Quand est-ce que les Noires auront enfin le droit d’être noires ?
Comment être féministe au quotidien ?
Posted 18/02/2016
on:Je ne suis pas une féministe parfaite. J’ai gueulé lors des réunions de l’association féministe à laquelle j’appartenais, j’ai expliqué d’un ton enflammé mes positions à mes ami(e)s partageant les idées féministes. Mais au quotidien, en milieu hostile, je m’écrase.
Face au propriétaire de l’appartement que je louais
Le propriétaire de l’appartement que je louais (je n’aime pas l’expression « mon propriétaire », qui me donne l’impression d’être son animal domestique) voulait en changer les fenêtres, mais rencontrait des difficultés d’ordre administratif. Il avait besoin d’un permis, que la structure concernée refusait de lui délivrer. A la tête de cette structure, se trouvait une femme. Le propriétaire m’a donc dit tout naturellement :
« Les femmes, ce n’est pas fait pour avoir des responsabilités comme ça. »
Ce que j’ai pensé : « Tu te rends compte que je suis une femme, là ? Je serais donc biologiquement cantonnée à des rôles subalternes ? Sympa, autant que j’arrête d’essayer de faire carrière pour me consacrer à mes tâches naturelles : les gosses, la maison… ! »
Ce que j’ai dit, d’une voix égale et respectueuse : « Ce n’est pas tellement lié au fait d’être une femme, si ? Ce serait pareil avec n’importe qui, non ? »
– Non, les femmes ne sont pas capables de gérer ce genre de responsabilités, ça leur monte à la tête.
– Ah… Je ne sais pas… »
Et ça, mes ami(e)s, c’est ce que j’ai fait de mieux en termes de combativité ! Le reste du temps, je m’écrase lamentablement.
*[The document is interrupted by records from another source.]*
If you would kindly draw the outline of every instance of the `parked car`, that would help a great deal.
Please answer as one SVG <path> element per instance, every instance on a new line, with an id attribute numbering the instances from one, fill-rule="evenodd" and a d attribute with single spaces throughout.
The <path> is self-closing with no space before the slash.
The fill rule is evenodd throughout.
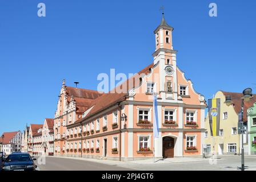
<path id="1" fill-rule="evenodd" d="M 0 158 L 2 158 L 2 156 L 3 155 L 3 158 L 5 157 L 5 152 L 0 152 Z"/>
<path id="2" fill-rule="evenodd" d="M 3 161 L 3 171 L 35 171 L 37 166 L 29 153 L 14 152 Z"/>

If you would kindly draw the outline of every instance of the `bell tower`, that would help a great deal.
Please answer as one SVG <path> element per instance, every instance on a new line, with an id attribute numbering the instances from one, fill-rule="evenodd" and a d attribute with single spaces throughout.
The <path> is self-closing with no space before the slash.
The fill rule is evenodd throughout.
<path id="1" fill-rule="evenodd" d="M 167 23 L 164 13 L 162 14 L 161 23 L 154 31 L 155 36 L 155 51 L 159 48 L 173 49 L 171 33 L 173 28 Z"/>
<path id="2" fill-rule="evenodd" d="M 162 13 L 160 24 L 154 31 L 155 50 L 153 54 L 154 64 L 159 64 L 159 93 L 165 102 L 177 102 L 176 52 L 173 49 L 172 33 L 174 28 L 166 22 Z"/>

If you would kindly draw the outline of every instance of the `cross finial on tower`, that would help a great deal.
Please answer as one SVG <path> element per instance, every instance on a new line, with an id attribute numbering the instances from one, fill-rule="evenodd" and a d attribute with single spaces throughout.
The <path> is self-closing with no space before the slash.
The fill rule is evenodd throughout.
<path id="1" fill-rule="evenodd" d="M 162 11 L 162 14 L 163 15 L 165 14 L 165 7 L 163 6 L 162 6 L 161 7 L 160 7 L 160 11 Z"/>

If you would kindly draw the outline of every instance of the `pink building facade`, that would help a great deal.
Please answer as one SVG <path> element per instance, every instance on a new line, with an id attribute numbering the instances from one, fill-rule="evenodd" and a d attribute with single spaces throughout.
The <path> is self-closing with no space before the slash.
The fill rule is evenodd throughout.
<path id="1" fill-rule="evenodd" d="M 54 119 L 54 155 L 123 161 L 202 155 L 206 102 L 177 67 L 173 30 L 163 15 L 154 32 L 153 63 L 112 92 L 63 83 Z M 155 138 L 153 94 L 159 124 Z"/>

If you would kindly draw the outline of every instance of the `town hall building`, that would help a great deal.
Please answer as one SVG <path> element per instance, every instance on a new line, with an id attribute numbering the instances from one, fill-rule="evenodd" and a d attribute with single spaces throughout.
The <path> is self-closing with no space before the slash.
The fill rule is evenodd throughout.
<path id="1" fill-rule="evenodd" d="M 54 155 L 129 161 L 202 155 L 206 104 L 177 66 L 173 31 L 163 14 L 154 31 L 153 63 L 109 93 L 63 81 L 54 118 Z M 120 89 L 125 92 L 115 91 Z M 153 95 L 159 128 L 155 138 Z"/>

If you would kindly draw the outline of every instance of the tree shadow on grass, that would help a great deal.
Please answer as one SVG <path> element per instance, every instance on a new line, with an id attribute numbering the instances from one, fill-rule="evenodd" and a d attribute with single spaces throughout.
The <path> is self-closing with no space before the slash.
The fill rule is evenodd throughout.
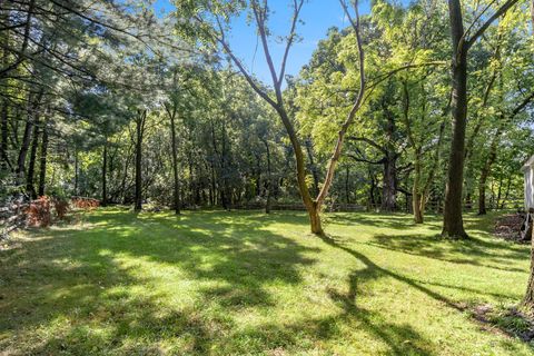
<path id="1" fill-rule="evenodd" d="M 336 317 L 342 320 L 354 320 L 362 323 L 365 330 L 382 339 L 389 348 L 387 355 L 433 355 L 429 345 L 432 342 L 425 339 L 417 330 L 407 324 L 398 325 L 387 322 L 384 316 L 372 310 L 366 310 L 357 306 L 358 284 L 365 284 L 366 280 L 378 279 L 383 277 L 393 277 L 396 280 L 406 283 L 411 287 L 425 293 L 432 298 L 444 303 L 445 305 L 459 310 L 459 307 L 439 294 L 418 285 L 413 279 L 393 273 L 379 267 L 367 256 L 350 249 L 338 243 L 335 238 L 324 236 L 323 240 L 339 250 L 348 253 L 355 259 L 363 263 L 365 268 L 358 269 L 349 275 L 348 291 L 340 294 L 336 290 L 329 290 L 330 298 L 343 308 L 343 314 Z M 386 316 L 387 317 L 387 316 Z M 332 320 L 334 322 L 334 320 Z M 330 322 L 329 322 L 330 323 Z"/>
<path id="2" fill-rule="evenodd" d="M 290 221 L 290 219 L 288 220 Z M 20 354 L 209 354 L 227 343 L 224 310 L 268 308 L 270 283 L 298 284 L 318 249 L 224 214 L 175 218 L 105 211 L 34 231 L 0 253 L 0 348 Z M 125 260 L 127 260 L 125 263 Z M 156 264 L 156 276 L 141 263 Z M 152 269 L 152 267 L 150 267 Z M 161 274 L 176 277 L 158 279 Z M 152 271 L 152 270 L 150 270 Z M 169 306 L 171 280 L 205 281 L 194 306 Z M 258 345 L 257 347 L 260 347 Z"/>
<path id="3" fill-rule="evenodd" d="M 366 244 L 413 256 L 512 273 L 525 273 L 524 269 L 511 267 L 510 265 L 511 263 L 528 260 L 530 254 L 524 246 L 476 237 L 471 237 L 465 241 L 449 241 L 426 235 L 383 234 L 373 236 L 372 240 Z M 468 256 L 468 258 L 463 256 Z"/>
<path id="4" fill-rule="evenodd" d="M 380 212 L 335 212 L 328 215 L 328 220 L 336 224 L 355 224 L 363 226 L 373 226 L 394 230 L 406 230 L 413 228 L 415 224 L 409 215 L 406 214 L 380 214 Z M 433 219 L 434 220 L 434 219 Z"/>

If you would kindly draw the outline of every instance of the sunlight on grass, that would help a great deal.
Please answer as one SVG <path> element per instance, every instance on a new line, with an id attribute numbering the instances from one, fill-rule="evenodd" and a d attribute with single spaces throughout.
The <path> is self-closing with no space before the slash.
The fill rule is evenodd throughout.
<path id="1" fill-rule="evenodd" d="M 98 210 L 0 253 L 7 355 L 530 355 L 461 305 L 512 305 L 528 246 L 405 215 Z M 80 228 L 83 226 L 83 228 Z"/>

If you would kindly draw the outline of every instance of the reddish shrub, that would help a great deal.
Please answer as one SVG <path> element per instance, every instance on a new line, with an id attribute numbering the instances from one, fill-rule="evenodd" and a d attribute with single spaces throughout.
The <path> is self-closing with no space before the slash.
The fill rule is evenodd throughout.
<path id="1" fill-rule="evenodd" d="M 58 219 L 63 220 L 67 211 L 69 211 L 69 201 L 56 198 L 53 199 L 53 208 Z"/>
<path id="2" fill-rule="evenodd" d="M 50 198 L 42 196 L 39 199 L 31 201 L 26 214 L 30 226 L 50 226 L 52 221 L 52 215 L 50 214 Z"/>
<path id="3" fill-rule="evenodd" d="M 92 198 L 75 197 L 71 201 L 76 208 L 83 210 L 92 210 L 100 206 L 100 201 Z"/>

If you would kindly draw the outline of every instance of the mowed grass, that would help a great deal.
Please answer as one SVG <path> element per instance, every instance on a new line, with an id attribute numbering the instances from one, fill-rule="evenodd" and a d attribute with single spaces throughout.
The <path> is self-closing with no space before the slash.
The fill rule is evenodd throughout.
<path id="1" fill-rule="evenodd" d="M 530 248 L 467 217 L 101 209 L 0 251 L 1 355 L 532 355 L 463 305 L 513 305 Z"/>

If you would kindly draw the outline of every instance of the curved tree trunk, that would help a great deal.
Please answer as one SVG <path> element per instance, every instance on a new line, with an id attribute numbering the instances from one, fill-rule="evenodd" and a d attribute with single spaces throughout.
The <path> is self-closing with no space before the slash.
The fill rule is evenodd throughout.
<path id="1" fill-rule="evenodd" d="M 36 116 L 36 121 L 33 122 L 33 137 L 31 139 L 30 161 L 28 162 L 28 175 L 26 176 L 26 191 L 31 199 L 37 199 L 33 177 L 36 175 L 37 148 L 39 147 L 39 116 Z"/>
<path id="2" fill-rule="evenodd" d="M 44 122 L 42 127 L 42 142 L 41 142 L 41 162 L 39 166 L 39 196 L 44 195 L 47 181 L 47 158 L 48 158 L 48 126 Z"/>
<path id="3" fill-rule="evenodd" d="M 108 139 L 106 138 L 106 142 L 103 144 L 102 150 L 102 201 L 100 205 L 102 207 L 108 205 Z"/>
<path id="4" fill-rule="evenodd" d="M 145 134 L 145 123 L 147 110 L 138 110 L 136 118 L 136 196 L 134 210 L 142 209 L 142 137 Z"/>
<path id="5" fill-rule="evenodd" d="M 462 217 L 462 189 L 464 182 L 465 128 L 467 118 L 467 46 L 464 42 L 464 24 L 459 0 L 448 1 L 453 39 L 452 60 L 452 119 L 453 140 L 448 159 L 445 188 L 445 209 L 442 236 L 467 238 Z"/>
<path id="6" fill-rule="evenodd" d="M 175 196 L 174 196 L 174 208 L 175 208 L 175 214 L 180 215 L 180 179 L 178 177 L 178 148 L 177 148 L 177 142 L 176 142 L 176 125 L 175 125 L 175 118 L 176 118 L 176 106 L 174 107 L 174 110 L 170 111 L 167 109 L 170 118 L 170 139 L 171 139 L 171 146 L 172 146 L 172 177 L 175 179 Z"/>

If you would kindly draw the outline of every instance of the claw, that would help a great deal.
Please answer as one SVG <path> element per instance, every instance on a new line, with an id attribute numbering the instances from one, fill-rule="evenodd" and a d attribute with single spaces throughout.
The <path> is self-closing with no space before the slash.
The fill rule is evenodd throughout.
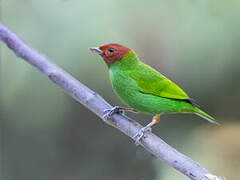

Je suis incapable de rien dire, quelle que soit la gravité du propos tenu… Ami(e) féministe, toi qui complexes parce que tu n’as jamais « la bonne réplique » ou parce que tu n’as pas été « assez incisif/incisive », lis mon récit et déculpabilise. Je sers régulièrement de modèle aux crêpes (par ma capacité à m’aplatir hein, pas parce que la chantilly sort quand on m’appuie dessus !).
Face aux ami(e)s de mes ami(e)s
Les ami(e)s de mes ami(e)s sont mes ami(e)s, c’est bien connu. Ouais, non. Parfois, les ami(e)s de mes ami(e)s, ce sont de gros boulets. L’autre jour, la discussion portait sur la Thaïlande. Elle a naturellement dérivé sur les transsexuel(le)s :
« Les « ladyboys », là-bas, c’est un fantasme. C’est hyper populaire ! dit quelqu’un.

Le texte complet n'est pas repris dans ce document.